Enter Re. If the Vbe should decreas, Ibe will rise. An increase in Ibe means an increase in Ie and thus an increase in the voltage drop across Re. Thus Vbe is decreased, Ibe is reduced etc. The circuit becomes much more stable.

This is called negatve feedback and is often used to stabilize any system (mechanical, electrical, biological etc.).

Sonce the negative feedback will redice the AC gain, too, you will often find this circuit modified by a capacitor in parallel to Re. The capacitor is a short circuit for AC and thus reduces teh negative feedback.

Harald

3. ### newuser

9
0
Dec 16, 2012
In the first equation you probably switched 12k and 24v, is that right?

4. ### BobK

7,682
1,689
Jan 5, 2010
The equation is not parenthesized incorrectly, it should be:

(12K / (12K + 150K)) * 24V

This is just the equation for 2 series resistors across a voltage source, i.e. a voltage divider. The voltage at the juncion is the ratio of the lower resistor to the sum of the two resistors times the voltage source.

I believe the question you were asking is how can this amplify AC when the output is always positive? Well, AC is really more generic than you think, it is any varying voltage, whether positive, negative or both. When it is always positive we would call it AC with a DC offset (1/2 V+ or 12V in this case).

In any case, the amplifier should have a capacitor between the collector and the output. This will make the output pure AC, going above and below the ground level. How? Remember that the voltage at the collector is varying. Lets say at some point it is 15V. The capacitor charges up to have 15V on one side and 0V on the other. Then when the output changes to 9V, what is the other side of the capacitor? It will still be 15V lower then the side connected so it will go to -6V. So even though the collector is always at a positive voltage. So the other side of the output capacitor can swing both positive and negative.

Bob

5. ### Harald KappModeratorModerator

12,465
2,987
Nov 17, 2011
I wrote:
which is completely correct, considering standard mathematical rules.

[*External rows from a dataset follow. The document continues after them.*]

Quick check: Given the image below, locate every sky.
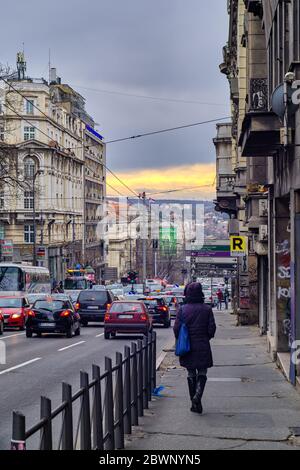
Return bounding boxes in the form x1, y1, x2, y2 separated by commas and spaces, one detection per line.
0, 0, 230, 199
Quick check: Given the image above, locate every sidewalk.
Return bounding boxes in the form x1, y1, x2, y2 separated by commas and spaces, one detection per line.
126, 311, 300, 450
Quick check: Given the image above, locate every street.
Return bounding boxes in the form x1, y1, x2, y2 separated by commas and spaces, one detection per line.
0, 325, 173, 449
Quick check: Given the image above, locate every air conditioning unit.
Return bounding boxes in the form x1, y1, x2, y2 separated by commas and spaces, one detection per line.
258, 199, 269, 217
258, 225, 268, 242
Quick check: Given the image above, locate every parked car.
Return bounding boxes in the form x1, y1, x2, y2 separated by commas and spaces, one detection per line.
0, 296, 30, 331
139, 296, 171, 328
0, 313, 4, 335
75, 289, 115, 326
26, 294, 80, 338
104, 301, 152, 339
27, 293, 49, 307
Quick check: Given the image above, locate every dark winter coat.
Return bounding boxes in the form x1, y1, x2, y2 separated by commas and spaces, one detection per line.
174, 284, 216, 369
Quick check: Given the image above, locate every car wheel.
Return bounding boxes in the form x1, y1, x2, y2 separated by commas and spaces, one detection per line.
75, 325, 80, 336
66, 326, 72, 338
26, 328, 32, 338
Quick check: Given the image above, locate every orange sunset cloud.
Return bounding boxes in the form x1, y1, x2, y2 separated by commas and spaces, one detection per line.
107, 163, 216, 199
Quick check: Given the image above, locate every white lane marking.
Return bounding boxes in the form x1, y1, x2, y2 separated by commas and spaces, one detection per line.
58, 341, 85, 351
0, 357, 42, 375
0, 333, 25, 340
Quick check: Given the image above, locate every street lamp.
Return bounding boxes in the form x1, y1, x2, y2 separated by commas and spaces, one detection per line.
28, 170, 42, 266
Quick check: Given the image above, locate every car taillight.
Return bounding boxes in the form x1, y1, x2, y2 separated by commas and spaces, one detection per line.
158, 306, 168, 312
11, 312, 22, 318
60, 310, 71, 317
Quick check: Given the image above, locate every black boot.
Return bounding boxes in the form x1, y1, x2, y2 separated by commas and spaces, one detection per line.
192, 375, 207, 414
187, 377, 198, 413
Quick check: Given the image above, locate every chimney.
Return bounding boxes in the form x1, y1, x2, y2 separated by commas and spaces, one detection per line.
50, 67, 57, 85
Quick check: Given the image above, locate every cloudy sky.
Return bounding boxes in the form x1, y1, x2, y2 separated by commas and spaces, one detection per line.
0, 0, 229, 198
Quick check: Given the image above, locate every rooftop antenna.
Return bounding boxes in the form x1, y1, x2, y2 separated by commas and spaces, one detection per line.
48, 48, 51, 84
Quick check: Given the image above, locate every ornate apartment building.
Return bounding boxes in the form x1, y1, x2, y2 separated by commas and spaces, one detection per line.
0, 53, 105, 281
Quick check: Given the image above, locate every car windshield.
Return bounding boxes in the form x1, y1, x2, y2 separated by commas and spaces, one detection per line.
0, 298, 23, 308
33, 300, 70, 312
110, 302, 143, 313
78, 290, 107, 303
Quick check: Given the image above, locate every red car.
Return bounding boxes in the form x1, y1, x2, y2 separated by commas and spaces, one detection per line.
0, 313, 4, 335
0, 296, 30, 330
104, 301, 152, 339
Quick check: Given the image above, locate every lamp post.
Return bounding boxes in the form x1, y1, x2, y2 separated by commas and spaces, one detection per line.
32, 170, 41, 266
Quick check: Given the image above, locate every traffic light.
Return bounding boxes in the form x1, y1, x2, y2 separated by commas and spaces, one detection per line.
128, 271, 138, 284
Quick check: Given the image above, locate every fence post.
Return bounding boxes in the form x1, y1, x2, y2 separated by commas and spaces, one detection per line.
61, 382, 73, 450
105, 357, 115, 450
92, 364, 104, 450
147, 332, 153, 401
137, 339, 144, 416
131, 343, 139, 426
124, 346, 131, 434
80, 370, 92, 450
143, 336, 149, 410
40, 397, 52, 450
10, 411, 26, 450
152, 330, 156, 392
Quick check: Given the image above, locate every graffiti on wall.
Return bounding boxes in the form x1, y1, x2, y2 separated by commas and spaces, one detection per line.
276, 237, 292, 347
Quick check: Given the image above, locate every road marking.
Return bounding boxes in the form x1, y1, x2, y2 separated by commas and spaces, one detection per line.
208, 377, 242, 382
0, 357, 42, 375
0, 333, 25, 340
58, 341, 85, 351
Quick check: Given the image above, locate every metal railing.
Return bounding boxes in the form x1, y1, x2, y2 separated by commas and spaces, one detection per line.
11, 332, 156, 450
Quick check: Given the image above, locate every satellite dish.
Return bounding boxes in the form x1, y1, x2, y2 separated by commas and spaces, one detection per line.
271, 83, 298, 122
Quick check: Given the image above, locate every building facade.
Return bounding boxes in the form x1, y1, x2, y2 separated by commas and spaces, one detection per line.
0, 53, 105, 281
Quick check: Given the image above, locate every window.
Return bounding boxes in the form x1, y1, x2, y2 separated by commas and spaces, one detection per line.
24, 126, 35, 140
25, 99, 34, 114
24, 225, 34, 243
24, 157, 36, 179
24, 191, 34, 209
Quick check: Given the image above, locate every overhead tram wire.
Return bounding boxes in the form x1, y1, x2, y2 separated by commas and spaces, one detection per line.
0, 77, 231, 197
4, 103, 139, 197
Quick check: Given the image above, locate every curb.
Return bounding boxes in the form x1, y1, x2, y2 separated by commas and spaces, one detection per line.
156, 338, 175, 370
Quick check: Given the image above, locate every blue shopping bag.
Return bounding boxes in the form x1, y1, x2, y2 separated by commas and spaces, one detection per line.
175, 310, 191, 356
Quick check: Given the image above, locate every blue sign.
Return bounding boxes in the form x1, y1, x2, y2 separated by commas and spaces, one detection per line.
86, 125, 103, 140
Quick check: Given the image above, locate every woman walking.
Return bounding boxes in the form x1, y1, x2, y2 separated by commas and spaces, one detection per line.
174, 282, 216, 414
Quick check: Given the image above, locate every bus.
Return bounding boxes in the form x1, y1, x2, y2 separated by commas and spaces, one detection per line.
0, 263, 51, 294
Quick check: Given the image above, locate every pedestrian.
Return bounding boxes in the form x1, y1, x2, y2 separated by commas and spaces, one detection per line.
174, 282, 216, 414
217, 289, 223, 310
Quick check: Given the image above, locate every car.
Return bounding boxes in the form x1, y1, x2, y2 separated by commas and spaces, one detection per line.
138, 296, 171, 328
25, 294, 80, 338
0, 313, 4, 335
104, 301, 152, 339
75, 289, 115, 326
0, 296, 30, 331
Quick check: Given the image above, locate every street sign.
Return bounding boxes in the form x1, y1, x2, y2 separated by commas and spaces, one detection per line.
230, 235, 248, 257
36, 246, 46, 259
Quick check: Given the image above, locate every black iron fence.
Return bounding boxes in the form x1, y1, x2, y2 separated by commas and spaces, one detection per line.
11, 332, 156, 450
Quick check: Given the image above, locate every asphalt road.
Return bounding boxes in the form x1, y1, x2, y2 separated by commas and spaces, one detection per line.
0, 325, 173, 450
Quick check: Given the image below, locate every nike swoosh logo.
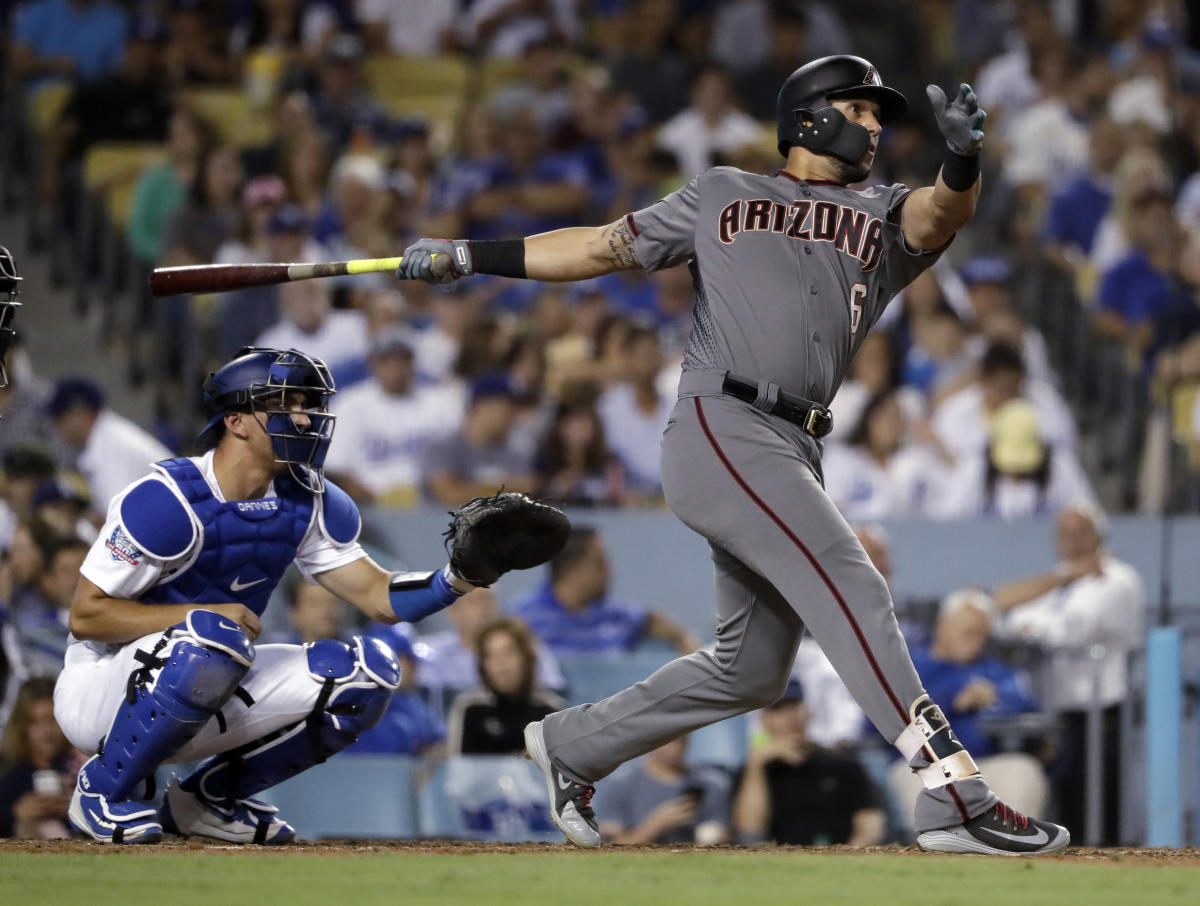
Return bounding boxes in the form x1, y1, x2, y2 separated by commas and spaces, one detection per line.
229, 576, 266, 592
982, 828, 1050, 846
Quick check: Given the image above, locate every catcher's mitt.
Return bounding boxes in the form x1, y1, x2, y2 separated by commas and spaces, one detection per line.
445, 492, 571, 586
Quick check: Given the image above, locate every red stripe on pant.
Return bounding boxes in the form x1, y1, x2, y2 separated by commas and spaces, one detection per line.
694, 396, 971, 822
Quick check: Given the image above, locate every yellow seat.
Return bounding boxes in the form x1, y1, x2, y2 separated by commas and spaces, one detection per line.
29, 82, 72, 136
184, 88, 275, 148
362, 54, 470, 103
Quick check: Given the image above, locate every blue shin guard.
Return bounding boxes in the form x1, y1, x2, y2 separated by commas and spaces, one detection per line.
180, 636, 400, 803
79, 610, 254, 802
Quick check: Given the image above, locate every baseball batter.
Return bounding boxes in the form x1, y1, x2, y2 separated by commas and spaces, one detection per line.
400, 56, 1069, 854
54, 348, 569, 844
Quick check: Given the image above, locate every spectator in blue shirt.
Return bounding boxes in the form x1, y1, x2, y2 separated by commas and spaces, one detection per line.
1046, 116, 1124, 264
10, 0, 130, 85
509, 527, 700, 659
1092, 188, 1177, 358
912, 592, 1038, 758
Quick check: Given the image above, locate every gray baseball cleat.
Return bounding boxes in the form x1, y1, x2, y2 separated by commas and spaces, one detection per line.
524, 720, 600, 850
917, 803, 1070, 856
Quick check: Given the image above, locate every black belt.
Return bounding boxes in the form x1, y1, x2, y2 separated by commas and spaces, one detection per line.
721, 374, 833, 438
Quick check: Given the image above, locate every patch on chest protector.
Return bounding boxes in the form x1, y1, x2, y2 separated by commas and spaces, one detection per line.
104, 526, 145, 566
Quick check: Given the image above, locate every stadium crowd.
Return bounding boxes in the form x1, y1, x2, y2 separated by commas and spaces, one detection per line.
0, 0, 1200, 845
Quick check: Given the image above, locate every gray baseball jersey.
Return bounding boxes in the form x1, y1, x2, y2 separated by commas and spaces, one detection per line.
625, 167, 942, 406
544, 167, 996, 830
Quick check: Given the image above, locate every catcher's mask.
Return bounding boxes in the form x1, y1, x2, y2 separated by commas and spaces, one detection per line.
775, 54, 908, 163
0, 246, 20, 386
199, 347, 337, 494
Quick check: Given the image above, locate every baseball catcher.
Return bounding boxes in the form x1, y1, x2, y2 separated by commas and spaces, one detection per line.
54, 348, 569, 844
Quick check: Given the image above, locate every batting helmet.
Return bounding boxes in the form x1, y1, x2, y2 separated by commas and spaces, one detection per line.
775, 54, 908, 163
0, 246, 20, 386
199, 347, 337, 493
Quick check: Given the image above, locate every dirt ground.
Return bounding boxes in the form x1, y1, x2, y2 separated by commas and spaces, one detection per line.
0, 840, 1200, 869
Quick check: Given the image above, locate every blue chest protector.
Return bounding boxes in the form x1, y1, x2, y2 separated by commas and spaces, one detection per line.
139, 458, 316, 616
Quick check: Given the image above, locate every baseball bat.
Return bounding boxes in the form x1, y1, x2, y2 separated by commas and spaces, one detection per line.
150, 254, 450, 296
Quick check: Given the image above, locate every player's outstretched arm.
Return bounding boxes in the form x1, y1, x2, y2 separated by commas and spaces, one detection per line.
396, 218, 641, 283
900, 84, 988, 250
68, 576, 263, 644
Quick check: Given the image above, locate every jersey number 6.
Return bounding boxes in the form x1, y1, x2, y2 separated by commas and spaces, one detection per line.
850, 283, 866, 336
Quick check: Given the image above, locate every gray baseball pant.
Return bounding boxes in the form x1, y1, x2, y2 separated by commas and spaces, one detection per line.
544, 396, 996, 832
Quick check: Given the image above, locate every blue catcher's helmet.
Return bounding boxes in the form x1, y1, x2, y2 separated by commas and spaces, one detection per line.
0, 246, 20, 386
199, 347, 337, 493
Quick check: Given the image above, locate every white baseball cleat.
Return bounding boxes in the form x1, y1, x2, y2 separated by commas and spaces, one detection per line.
524, 720, 601, 850
158, 778, 296, 845
917, 803, 1070, 856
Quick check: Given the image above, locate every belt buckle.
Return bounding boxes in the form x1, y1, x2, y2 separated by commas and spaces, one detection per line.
804, 406, 833, 439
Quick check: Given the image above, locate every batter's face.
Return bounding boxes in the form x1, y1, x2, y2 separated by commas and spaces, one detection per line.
830, 97, 883, 184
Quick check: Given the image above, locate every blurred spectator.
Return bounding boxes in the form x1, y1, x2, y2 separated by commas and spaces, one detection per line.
930, 400, 1096, 520
1092, 191, 1178, 360
12, 536, 89, 677
128, 107, 214, 264
930, 343, 1075, 460
658, 65, 762, 178
488, 35, 570, 134
734, 0, 821, 122
162, 0, 235, 88
446, 617, 566, 755
1045, 116, 1124, 265
325, 325, 462, 506
420, 588, 566, 690
596, 325, 674, 499
733, 682, 886, 847
354, 0, 458, 56
901, 302, 972, 404
889, 590, 1051, 827
162, 145, 245, 265
40, 23, 172, 212
610, 0, 688, 122
0, 443, 55, 551
822, 390, 944, 521
304, 34, 388, 156
46, 377, 170, 512
534, 386, 624, 506
712, 0, 853, 78
458, 0, 583, 58
422, 372, 538, 506
8, 0, 130, 84
270, 576, 344, 644
508, 526, 700, 659
962, 254, 1056, 393
349, 623, 446, 755
254, 268, 367, 383
993, 503, 1145, 845
600, 736, 730, 846
0, 677, 77, 840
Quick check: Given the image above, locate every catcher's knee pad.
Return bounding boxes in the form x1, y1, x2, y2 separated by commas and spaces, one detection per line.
893, 695, 979, 790
83, 610, 254, 799
180, 636, 400, 800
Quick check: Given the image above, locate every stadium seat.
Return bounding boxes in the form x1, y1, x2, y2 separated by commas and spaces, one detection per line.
416, 755, 562, 842
184, 88, 275, 148
362, 54, 472, 103
262, 754, 420, 840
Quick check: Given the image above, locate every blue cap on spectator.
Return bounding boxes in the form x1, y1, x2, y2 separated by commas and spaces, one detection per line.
769, 677, 804, 708
470, 371, 517, 403
266, 204, 308, 236
962, 254, 1013, 287
46, 377, 104, 419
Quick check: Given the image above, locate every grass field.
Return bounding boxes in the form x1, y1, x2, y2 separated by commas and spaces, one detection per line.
0, 844, 1200, 906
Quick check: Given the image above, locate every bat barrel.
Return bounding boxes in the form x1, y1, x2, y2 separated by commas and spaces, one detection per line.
150, 264, 295, 295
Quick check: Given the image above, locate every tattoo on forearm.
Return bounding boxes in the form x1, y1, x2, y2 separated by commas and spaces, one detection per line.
607, 218, 640, 268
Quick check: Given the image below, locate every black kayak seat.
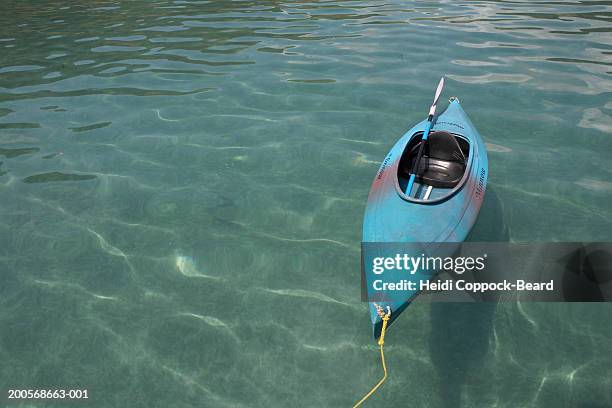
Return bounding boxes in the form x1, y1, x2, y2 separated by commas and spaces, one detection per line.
403, 131, 467, 188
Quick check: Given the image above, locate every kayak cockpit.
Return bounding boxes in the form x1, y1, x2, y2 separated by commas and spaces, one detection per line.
397, 131, 470, 201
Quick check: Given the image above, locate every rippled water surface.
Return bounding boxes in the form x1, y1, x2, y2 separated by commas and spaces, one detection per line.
0, 0, 612, 408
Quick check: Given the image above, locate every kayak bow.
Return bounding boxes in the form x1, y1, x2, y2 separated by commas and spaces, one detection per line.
363, 98, 488, 338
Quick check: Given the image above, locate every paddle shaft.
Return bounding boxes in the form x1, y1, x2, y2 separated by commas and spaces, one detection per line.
406, 115, 433, 195
406, 78, 444, 196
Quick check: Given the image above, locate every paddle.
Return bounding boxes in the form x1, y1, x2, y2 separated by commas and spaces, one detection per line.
406, 77, 444, 196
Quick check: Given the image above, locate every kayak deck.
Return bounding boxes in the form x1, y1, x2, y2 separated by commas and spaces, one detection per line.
363, 99, 488, 337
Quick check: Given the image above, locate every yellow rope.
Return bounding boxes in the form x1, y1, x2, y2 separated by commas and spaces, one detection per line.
353, 303, 391, 408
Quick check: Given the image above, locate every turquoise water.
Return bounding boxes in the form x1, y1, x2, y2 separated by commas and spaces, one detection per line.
0, 0, 612, 408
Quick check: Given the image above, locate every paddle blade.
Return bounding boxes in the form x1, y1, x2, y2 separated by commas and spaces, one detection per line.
429, 77, 444, 117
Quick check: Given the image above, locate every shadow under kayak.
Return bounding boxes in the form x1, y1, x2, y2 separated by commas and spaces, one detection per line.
363, 98, 488, 338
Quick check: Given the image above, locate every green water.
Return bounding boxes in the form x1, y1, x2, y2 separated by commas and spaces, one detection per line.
0, 0, 612, 408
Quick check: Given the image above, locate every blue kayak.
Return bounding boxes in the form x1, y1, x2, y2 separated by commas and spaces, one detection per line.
363, 98, 488, 338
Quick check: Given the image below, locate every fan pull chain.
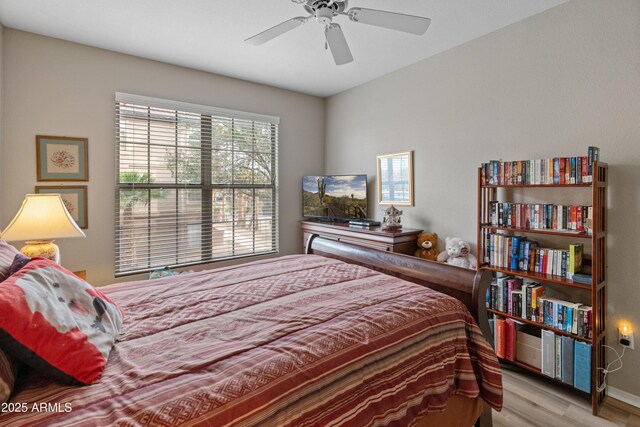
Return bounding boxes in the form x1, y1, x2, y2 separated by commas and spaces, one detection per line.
324, 25, 329, 50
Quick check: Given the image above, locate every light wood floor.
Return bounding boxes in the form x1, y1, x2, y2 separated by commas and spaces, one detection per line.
493, 367, 640, 427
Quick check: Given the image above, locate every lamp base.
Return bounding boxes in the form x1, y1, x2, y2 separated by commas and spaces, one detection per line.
20, 240, 60, 264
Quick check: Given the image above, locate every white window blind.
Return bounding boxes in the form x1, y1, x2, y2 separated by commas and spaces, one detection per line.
115, 93, 278, 276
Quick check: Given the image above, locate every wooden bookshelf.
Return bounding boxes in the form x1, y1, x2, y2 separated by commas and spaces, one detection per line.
483, 265, 591, 290
477, 162, 608, 415
487, 308, 593, 344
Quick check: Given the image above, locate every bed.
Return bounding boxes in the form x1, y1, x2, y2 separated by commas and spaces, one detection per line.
0, 236, 502, 426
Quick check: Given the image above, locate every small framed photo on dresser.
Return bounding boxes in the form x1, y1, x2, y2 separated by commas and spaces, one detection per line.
36, 185, 89, 229
36, 135, 89, 181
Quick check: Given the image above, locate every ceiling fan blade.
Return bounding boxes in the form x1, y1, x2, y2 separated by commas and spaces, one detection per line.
347, 7, 431, 36
325, 24, 353, 65
245, 16, 308, 46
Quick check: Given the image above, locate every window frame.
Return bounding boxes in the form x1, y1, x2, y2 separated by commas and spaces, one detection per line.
114, 93, 280, 277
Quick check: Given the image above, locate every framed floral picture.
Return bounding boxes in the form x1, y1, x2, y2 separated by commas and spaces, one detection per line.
36, 185, 89, 229
36, 135, 89, 181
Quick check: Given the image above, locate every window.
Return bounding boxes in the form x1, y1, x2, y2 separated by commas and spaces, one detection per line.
115, 93, 279, 276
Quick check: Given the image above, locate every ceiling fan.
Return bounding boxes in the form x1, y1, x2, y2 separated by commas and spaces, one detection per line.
245, 0, 431, 65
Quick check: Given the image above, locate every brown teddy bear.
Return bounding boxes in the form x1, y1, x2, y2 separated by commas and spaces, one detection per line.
415, 233, 438, 261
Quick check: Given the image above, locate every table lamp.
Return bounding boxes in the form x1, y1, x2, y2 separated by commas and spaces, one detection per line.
2, 193, 86, 264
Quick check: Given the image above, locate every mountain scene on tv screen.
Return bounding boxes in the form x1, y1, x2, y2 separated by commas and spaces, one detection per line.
302, 175, 367, 218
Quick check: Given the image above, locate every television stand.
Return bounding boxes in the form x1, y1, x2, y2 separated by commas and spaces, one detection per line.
300, 220, 422, 255
305, 216, 349, 224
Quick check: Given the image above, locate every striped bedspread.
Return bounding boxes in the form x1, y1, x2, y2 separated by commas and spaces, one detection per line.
0, 255, 502, 427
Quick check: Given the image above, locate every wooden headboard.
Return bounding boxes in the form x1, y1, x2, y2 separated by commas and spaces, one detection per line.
306, 234, 493, 352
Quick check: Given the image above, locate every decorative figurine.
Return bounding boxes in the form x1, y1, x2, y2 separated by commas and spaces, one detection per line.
382, 205, 402, 230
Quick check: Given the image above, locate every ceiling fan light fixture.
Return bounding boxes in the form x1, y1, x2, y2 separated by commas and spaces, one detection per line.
316, 7, 333, 25
245, 0, 431, 65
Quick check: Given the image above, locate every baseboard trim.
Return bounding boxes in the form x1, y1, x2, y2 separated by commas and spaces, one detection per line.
607, 386, 640, 408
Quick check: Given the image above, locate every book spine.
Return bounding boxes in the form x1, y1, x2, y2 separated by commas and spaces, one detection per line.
562, 336, 575, 385
495, 318, 506, 359
573, 341, 591, 393
554, 335, 562, 380
505, 319, 516, 362
542, 329, 556, 378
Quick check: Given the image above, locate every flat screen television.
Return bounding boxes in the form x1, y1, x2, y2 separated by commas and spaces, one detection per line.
302, 175, 367, 221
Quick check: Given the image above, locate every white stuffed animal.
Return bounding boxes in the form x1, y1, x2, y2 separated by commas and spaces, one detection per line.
438, 237, 478, 270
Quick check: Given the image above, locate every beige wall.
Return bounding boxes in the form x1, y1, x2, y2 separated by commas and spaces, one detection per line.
325, 0, 640, 403
0, 29, 324, 285
0, 25, 6, 224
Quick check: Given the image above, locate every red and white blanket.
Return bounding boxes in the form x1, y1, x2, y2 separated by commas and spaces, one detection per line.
0, 255, 502, 427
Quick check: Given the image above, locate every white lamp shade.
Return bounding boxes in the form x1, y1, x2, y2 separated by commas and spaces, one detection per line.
2, 193, 86, 241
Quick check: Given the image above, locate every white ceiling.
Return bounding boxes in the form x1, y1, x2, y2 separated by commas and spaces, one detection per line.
0, 0, 567, 96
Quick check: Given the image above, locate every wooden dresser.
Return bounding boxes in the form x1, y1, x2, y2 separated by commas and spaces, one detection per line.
300, 221, 422, 255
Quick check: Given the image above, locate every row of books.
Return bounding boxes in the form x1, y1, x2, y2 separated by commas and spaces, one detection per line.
482, 233, 584, 279
493, 317, 591, 393
480, 147, 600, 185
542, 330, 591, 393
489, 202, 593, 234
486, 276, 593, 339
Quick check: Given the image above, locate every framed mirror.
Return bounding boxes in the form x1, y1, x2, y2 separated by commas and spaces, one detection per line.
378, 151, 413, 206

The second pair of parenthesis introduced here is correct, but not necessary. A second pair of parenthesis would have been necessary had I intended to write
But I didn't mean to.

6. ### BobK

7,682
1,689
Jan 5, 2010
Harald,

Sorry, you are right. The text wrapped in the middle of the expression, which made it hard to read.

Bob

12,465
2,987
Nov 17, 2011
No problem

8. ### newuser

9
0
Dec 16, 2012
looks like i have a lot to learn, please forgive me if i ask some random questions that dont really look like they could help with the first.

if Re is to make the circuit more temperature stable, wouldnt the same happen without Re?
I mean, the volate drop that gets bigger across Re when the transistor heats up is also bigger on R1 where Ib goes through right?